The brain, liver, kidney and eye were collected from 6-month old New Zealand White rabbits and normally fertilized fetuses were collected on Day 22 of gestation. All the samples were immediately stored in the liquid nitrogen till further use. MII oocytes were collected as described in a previous report (Tian et al. 2012). Briefly, sexually mature rabbits were superovulated by injecting six successive intramuscular doses of 60 IU of follicle-stimulating hormone (FSH; from Ningbo Second Hormone Factory) every 12 h and then intravenous injection with 100 IU of human chorionic gonadotropin (hCG; from Ningbo Second Hormone Factory) after 12 h to induce ovulation. The cumulus-oocyte complexes (COCs) were flushed and collected from the oviducts at 13–14 h after the hCG injection. Mature oocytes were isolated from the COCs by 100 IU⁄ml hyaluronidase in M199. The pools of 100 MII oocytes were frozen at −80°C for further use in our study. Sperm were isolated using swim-up procedure. The purity and quality of the isolated germ cells were determined as described by an earlier report (Chen et al. 2014).

Reverse transcription PCR (RT-PCR) and qPCR

RT-PCR and qPCR were carried out as previously described (Chen et al. 2014).
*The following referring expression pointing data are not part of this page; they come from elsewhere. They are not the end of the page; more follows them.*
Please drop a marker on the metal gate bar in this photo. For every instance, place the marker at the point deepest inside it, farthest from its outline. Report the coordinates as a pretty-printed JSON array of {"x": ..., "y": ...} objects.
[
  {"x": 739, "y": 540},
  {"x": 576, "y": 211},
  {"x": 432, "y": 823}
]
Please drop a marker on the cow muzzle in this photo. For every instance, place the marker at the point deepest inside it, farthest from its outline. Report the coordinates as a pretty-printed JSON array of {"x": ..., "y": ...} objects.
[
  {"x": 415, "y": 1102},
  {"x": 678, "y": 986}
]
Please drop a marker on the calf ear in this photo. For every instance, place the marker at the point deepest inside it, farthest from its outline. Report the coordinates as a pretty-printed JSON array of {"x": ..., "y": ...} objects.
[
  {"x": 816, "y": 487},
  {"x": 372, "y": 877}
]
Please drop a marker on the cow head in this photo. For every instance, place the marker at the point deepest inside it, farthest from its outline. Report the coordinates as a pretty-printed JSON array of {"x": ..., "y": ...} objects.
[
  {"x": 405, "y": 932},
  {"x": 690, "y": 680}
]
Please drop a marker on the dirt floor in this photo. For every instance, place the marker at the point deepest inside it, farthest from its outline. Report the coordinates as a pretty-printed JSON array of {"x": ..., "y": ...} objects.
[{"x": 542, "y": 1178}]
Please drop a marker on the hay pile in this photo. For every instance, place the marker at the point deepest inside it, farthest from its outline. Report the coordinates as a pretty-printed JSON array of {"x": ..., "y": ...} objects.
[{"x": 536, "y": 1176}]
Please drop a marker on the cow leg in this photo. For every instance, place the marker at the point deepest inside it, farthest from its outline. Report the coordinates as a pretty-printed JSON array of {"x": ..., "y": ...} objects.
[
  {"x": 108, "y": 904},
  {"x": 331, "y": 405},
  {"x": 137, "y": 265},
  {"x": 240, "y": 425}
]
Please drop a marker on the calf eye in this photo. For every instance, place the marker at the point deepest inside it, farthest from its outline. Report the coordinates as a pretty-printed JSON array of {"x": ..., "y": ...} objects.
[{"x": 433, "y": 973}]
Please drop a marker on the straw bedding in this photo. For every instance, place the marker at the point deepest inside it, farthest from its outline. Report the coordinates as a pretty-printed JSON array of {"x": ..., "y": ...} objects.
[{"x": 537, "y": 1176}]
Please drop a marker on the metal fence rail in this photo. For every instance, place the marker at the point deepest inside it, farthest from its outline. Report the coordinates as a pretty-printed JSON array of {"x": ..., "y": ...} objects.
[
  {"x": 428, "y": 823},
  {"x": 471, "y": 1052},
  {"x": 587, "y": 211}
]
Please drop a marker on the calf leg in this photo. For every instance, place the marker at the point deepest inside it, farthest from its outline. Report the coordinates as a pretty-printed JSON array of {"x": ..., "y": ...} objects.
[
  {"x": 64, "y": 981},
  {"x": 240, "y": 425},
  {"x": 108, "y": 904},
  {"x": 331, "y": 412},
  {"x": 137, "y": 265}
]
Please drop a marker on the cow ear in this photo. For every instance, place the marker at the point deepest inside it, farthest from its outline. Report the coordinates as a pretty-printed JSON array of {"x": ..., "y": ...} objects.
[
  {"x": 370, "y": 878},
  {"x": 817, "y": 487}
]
The primer sequences and PCR amplification conditions are listed in Additional file 1: Table S1. The relative gene expression normalized to the Gapdh was determined by 2−ΔΔCT formula. All gene expression experiments were performed three times. The detection of gene expression was presented as mean ± SEM (n = 6). The data were analyzed using student’s t tests with SPSS 16.0 software (SPSS Inc., Chicago, IL, USA) and p < 0.05 was considered statistically significant.

BSP and COBRA

Bisulfite conversion and COBRA were performed according to previous study (Chen et al. 2014). Briefly, for bisulfite modification, genomic DNA from different tissues and germ cells was treated with the CpGenome™ Turbo Bisulfite Modification Kit (Millipore) and EZ DNA Methylation-Direct TM Kit (Zymo Research), respectively. Primer sequences used for BSP are described in Additional file 1: Table S1. The PCR products were subjected to T vector cloning (positive clones, n = 10) and sequencing analysis, which showed heterozygosity at the (C/T) peak of Nnat. BSP products were also digested by a restriction enzyme BstUI (Thermo Scientific, MA, USA) for COBRA analysis. DNAMAN (LynnonBiosoft) and the online software tools MethOrimer and BiQ Analyzer were used for methylation analysis in this study.